YAML is (not) my preferred configuration format
Sometimes you have configuration files or simple data files that you want to maintain by hand, in a text editor. There are dozen of reusable formats for this, but only a few of them really support hierarchical entries. You can argue that configuration files should stay relatively flat, but if you eventually run into a situation where you need hierarchy, you’ll be unhappy not to have it.
These days, the starting point for such a file is probably something like JSON, at least if you need hierarchy. Everyone can parse it, since it’s used as a program-program interchange format, and its model matches the natural nesting of structs in many languages. Its type system is maybe not ideal, but it’s “good enough” for most use cases.
{
"user": "jrose",
"showDevTools": true,
"bookmarks": [
"https://signal.org",
"https://swift.org",
"https://belkadan.com"
],
"accounts": {
"@jrose": {
"description": "main account"
},
"@rokkenjima_radio": {
"description": "side project"
}
}
}
What it’s not great at is being written by humans. Having to quote all the keys feels unnecessary, not allowing trailing commas makes diffs non-uniform, and most frustratingly there’s no comment syntax. All of these are fixed in a format called JSON5, and if you want you can just go switch your JSON to JSON5 immediately (assuming it’s available in your environment).
{
user: "jrose",
showDevTools: true,
bookmarks: [
// Current employer
"https://signal.org",
// Past project
"https://swift.org",
// Personal site
"https://belkadan.com",
],
accounts: {
"@jrose": {
description: "main account",
},
"@rokkenjima_radio": {
description: "side project",
},
},
}
But if you’re no longer trying to be the strict JSON that’s supported everywhere, why stop there? JSON5 syntax is still noisier than it needs to be. If we use indentation and list markers to describe the same hierarchies, we end up with a syntax that’s basically as simple as the flat formats when we don’t need hierarchy, but smoothly allows nesting and collections when we do.
user: "jrose"
showDevTools: true
bookmarks:
# Current employer
- "https://signal.org"
# Past project
- "https://swift.org"
# Personal site
- "https://belkadan.com"
accounts:
"@jrose":
description: "main account"
"@rokkenjima_radio":
description: "side project"
That’s my favored configuration format, at least at this time.
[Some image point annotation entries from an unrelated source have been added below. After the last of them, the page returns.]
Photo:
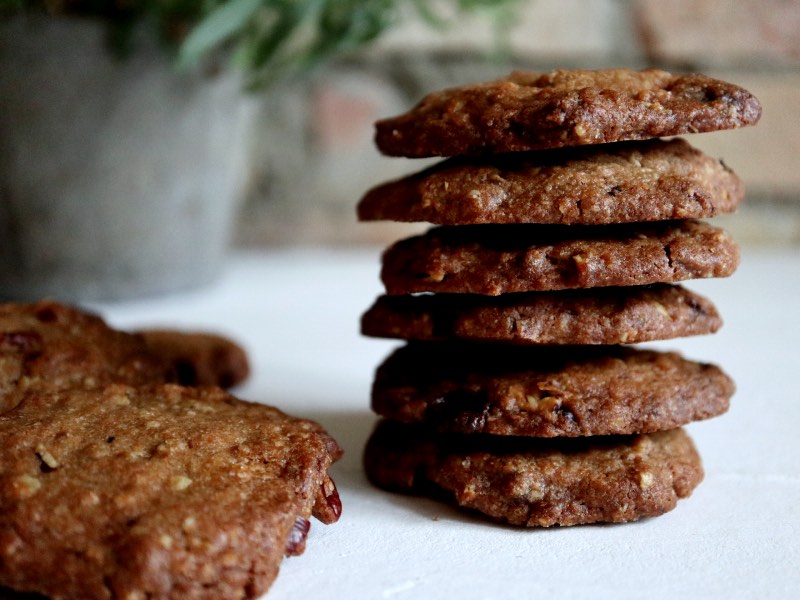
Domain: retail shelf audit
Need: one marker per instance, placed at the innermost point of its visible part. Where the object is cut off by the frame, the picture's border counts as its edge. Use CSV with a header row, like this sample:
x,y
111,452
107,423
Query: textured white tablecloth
x,y
737,536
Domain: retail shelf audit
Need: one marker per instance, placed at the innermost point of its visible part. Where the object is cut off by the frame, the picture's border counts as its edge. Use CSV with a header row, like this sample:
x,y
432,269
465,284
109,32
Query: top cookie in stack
x,y
563,219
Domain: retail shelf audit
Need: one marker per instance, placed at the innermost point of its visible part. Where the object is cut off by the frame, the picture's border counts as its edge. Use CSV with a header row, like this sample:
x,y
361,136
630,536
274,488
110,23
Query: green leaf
x,y
221,23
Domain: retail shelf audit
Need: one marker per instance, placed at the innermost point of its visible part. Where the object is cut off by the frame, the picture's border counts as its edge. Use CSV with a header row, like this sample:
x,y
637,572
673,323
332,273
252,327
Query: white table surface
x,y
737,536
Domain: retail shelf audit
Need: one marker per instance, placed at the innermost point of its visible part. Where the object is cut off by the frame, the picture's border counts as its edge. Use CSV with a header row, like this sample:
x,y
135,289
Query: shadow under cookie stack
x,y
564,222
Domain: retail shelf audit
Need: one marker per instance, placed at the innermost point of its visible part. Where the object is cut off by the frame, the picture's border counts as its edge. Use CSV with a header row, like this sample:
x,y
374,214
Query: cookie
x,y
538,483
535,111
546,391
499,259
46,346
600,316
199,358
156,492
625,182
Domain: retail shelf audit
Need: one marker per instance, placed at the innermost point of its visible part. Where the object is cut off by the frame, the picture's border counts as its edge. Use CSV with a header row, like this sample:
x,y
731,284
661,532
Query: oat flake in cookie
x,y
535,111
156,492
538,483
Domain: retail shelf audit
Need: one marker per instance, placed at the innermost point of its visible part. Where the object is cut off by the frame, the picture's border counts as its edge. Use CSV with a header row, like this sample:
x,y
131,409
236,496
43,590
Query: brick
x,y
563,30
720,32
Unfortunately, that’s not what YAML is. YAML does support all of that, although you might have noticed its comment syntax is different from JSON5’s, but the problem is it also supports a zillion other things:
- Values can be unquoted, not just keys
- Keys can be anything, not just strings
- YAML 1.1 specified several unquoted ways to write booleans (and other types), not just
trueandfalse. 1.2 and later (from 2009!) are stricter, but unless either the parser or the document specifically says it wants to be YAML 1.2, you might not be in that mode. If you want a consistent rule, you need to quote all your strings all the time, including your keys. (Even without this, knowing whether a string needs to be quoted is a bit murky.) - YAML isn’t just for object trees; it actually supports object graphs with “anchor” and “alias” syntax. How does your YAML parser fare when your data types weren’t expecting recursion?
- YAML has a syntax for putting multiple top-level documents in one file. I won’t deny this is useful! But once again, what does your YAML parser do with it?
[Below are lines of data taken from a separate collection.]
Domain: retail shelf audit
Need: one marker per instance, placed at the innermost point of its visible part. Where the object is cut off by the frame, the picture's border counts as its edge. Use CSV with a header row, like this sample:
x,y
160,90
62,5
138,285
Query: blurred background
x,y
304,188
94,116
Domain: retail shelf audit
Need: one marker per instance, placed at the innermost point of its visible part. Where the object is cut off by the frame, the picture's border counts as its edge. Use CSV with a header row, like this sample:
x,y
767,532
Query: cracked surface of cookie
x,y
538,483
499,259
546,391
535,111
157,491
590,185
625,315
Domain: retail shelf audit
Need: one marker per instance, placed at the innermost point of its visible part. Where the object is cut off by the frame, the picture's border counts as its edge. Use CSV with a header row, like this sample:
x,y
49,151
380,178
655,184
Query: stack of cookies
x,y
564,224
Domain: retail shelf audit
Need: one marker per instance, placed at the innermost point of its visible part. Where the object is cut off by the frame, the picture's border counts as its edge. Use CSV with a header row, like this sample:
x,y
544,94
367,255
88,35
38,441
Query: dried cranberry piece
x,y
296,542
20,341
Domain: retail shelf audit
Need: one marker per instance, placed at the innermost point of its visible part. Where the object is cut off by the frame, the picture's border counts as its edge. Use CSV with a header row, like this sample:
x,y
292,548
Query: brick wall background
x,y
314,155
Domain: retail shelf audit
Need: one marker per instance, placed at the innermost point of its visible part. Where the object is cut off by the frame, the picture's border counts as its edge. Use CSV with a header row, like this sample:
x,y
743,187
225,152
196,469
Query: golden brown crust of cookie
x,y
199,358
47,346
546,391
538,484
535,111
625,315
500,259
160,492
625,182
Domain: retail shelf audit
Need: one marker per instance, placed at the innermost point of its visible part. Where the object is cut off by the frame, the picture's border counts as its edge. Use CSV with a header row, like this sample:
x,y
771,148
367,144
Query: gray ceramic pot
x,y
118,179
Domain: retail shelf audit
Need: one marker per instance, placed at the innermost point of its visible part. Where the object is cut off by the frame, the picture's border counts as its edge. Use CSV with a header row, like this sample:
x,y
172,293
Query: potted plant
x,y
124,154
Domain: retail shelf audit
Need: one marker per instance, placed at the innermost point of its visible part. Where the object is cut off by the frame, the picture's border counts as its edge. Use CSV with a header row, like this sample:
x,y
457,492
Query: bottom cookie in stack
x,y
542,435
- Finally, YAML allows attaching an arbitrary type tag to every node. So much for a simple data structure! And if your parser blithely uses these tags to direct deserialization, you now have a potential vulnerability in your program, depending on what you were using the YAML for.
- YAML also has some complicated ways to write multiline strings but honestly I don’t mind that one so much—it doesn’t get in the way of “normal” use, and your data model doesn’t have to know about it.
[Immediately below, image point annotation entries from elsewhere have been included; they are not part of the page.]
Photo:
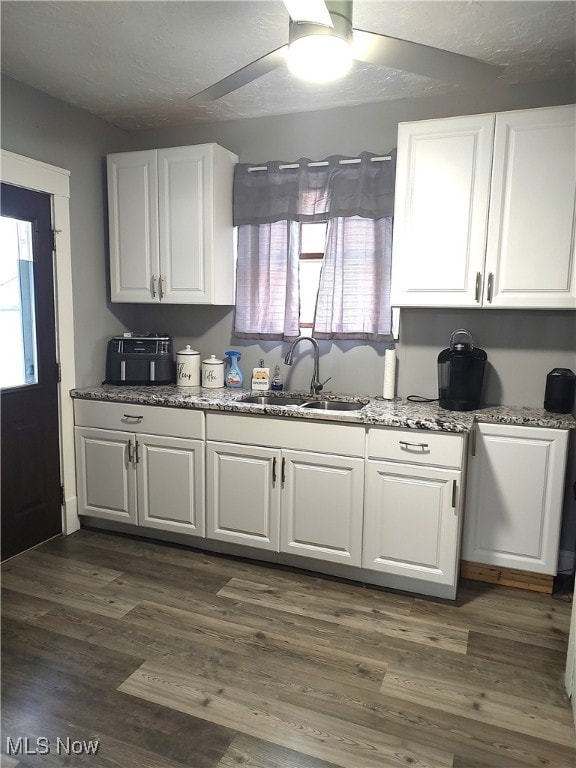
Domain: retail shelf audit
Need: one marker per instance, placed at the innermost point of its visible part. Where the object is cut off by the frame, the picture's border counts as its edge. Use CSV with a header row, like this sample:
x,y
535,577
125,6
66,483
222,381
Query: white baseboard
x,y
566,561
All of these have reasons for existing, and in fact I think I have had occasion to use all of them throughout my career. But it also means YAML’s not a “simple” format by any means, and that means it’s prone to mistakes and misuse…and it’s going to be overkill for configuration files. Even hierarchical ones.
So my favorite configuration format is not, in fact, YAML. It’s a hypothetical subset of YAML that’s just JSON, but nicer to write. And that, unfortunately, does not exist.
The format I’d actually recommend today is probably TOML, because TOML 1.1 also basically turns back into “nicer JSON” once you get more than one level of nesting (assuming you want to keep the visual indication of nesting).1
user = "jrose"
showDevTools = true
bookmarks = [
# Current employer
"https://signal.org",
# Past project
"https://swift.org",
# Personal site
"https://belkadan.com",
]
[accounts]
"@jrose" = {
description = "main account",
}
"@rokkenjima_radio" = {
description = "side project",
}
TOML is Fine. Not quite as nice for nesting structures inline, even if it has other syntax to compensate. It is weird to me that it has dates and times as built-in formats, particularly local dates and times. And its features to incrementally build up an object (“table”) or array of tables make it a little more complicated and introduce some new kinds of possible errors. But it’s probably a safer choice these days than YAML or some bespoke YAML subset library.
I will note that one reason you might be uncomfortable using TOML is that “Tom” is Tom Preston-Werner, formerly CEO of GitHub, who specifically resigned because he and his wife were harassing an employee. But Preston-Werner hasn’t been directly involved in TOML for years, and I don’t feel like using TOML today is giving him much power, which is what I care about. (Nor, for posterity, have I seen any complaints about him that made the news since the mess in 2014.)